Wednesday, January 27, 2016

Social Deprogramming and the Levers of Control

"Like any advertising slogan, the catchphrase "We are the 99%" owes its effectiveness not to what it says but to what it doesn't say. What it doesn't say is the identity of the powerful 1%. What characterizes the 1% is not their wealth... it's not their celebrity -- they tend to be discreet, and nowadays who doesn't have a right to their fifteen minutes of fame? What characterizes the 1% is that they are organized. They even organize in order to organize the lives of others. The truth of this slogan is quite cruel, and it's that the number doesn't matter: one can be 99% and still be completely dominated." The Invisible Committee, To Our Friends pg.16-17 Semiotext 2015


Correction: The 99 percent (unaware of their power) can be dominated. Cultural consciousness is the key to unlocking this power.  One must come to understand the levers of control which work toward the subjugation of the masses. The masses are a herd to be moved by those who have the levers of control. We must become aware of these levers (which implies social deprogramming) so that we can control ourselves. Ignorance is the great enemy of man's freedom, he that does not care will be controlled by those who do.

The question is a matter of desire in the realm of man's freedom. Those who shift the masses seek to pacify man's individual discontent. Those who rule understand that man will renounce his freedom for the delusion of comfort. This is a complex psychological game: man is instilled with desires he did not create for himself, the ruling class then seeks to appease these artificial desires thereby bringing about the impression of happiness, but in reality this is mere emptiness. This is what it looks like to make a slave content in his slavery--- behold the psychology of slavery from the vantage of the slaveholder! The tactic is one of creating artificial desire [happiness fulfilled by the possession of abstract commodities-- abstract in relation to life], behold the plastic world in which man lives! Behold the bondage of his plastic chains! As Rousseau said so long ago: "All ran headlong to their chains!"

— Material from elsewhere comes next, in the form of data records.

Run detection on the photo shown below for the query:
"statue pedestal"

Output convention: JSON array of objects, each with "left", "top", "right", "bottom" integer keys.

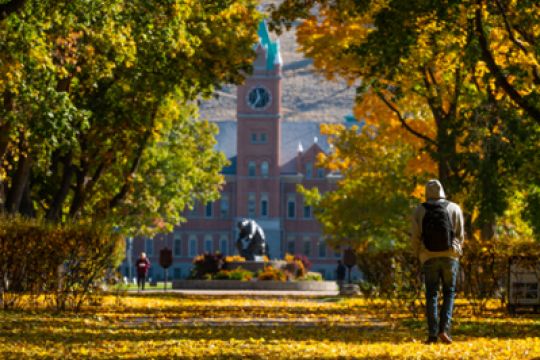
[
  {"left": 224, "top": 260, "right": 285, "bottom": 273},
  {"left": 339, "top": 283, "right": 361, "bottom": 296}
]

Saturday, January 16, 2016


Thought experiment:

There are people with large bodies of wealth. Why do these people not use their wealth to make the world a better place?

Are they socially unconscious or socially irresponsible?

I fancy they would not accept the charge of social ignorance!

What can we say, are these people malevolent? How can this not be the case seeing they have the power to prevent evil? What prevents them from using their power for good?

{I suspect they have an ideology, a false morality, by which they see themselves as doing good. But the question is whether or not this ideology is consistent with social reality?}

If I have the power of wealth, and I am a social being, then what kind of social responsibility do I have, seeing wealth makes me an agent of power?

If our man of wealth rejects the fact that he is socially ignorant, then he must admit to being socially immoral.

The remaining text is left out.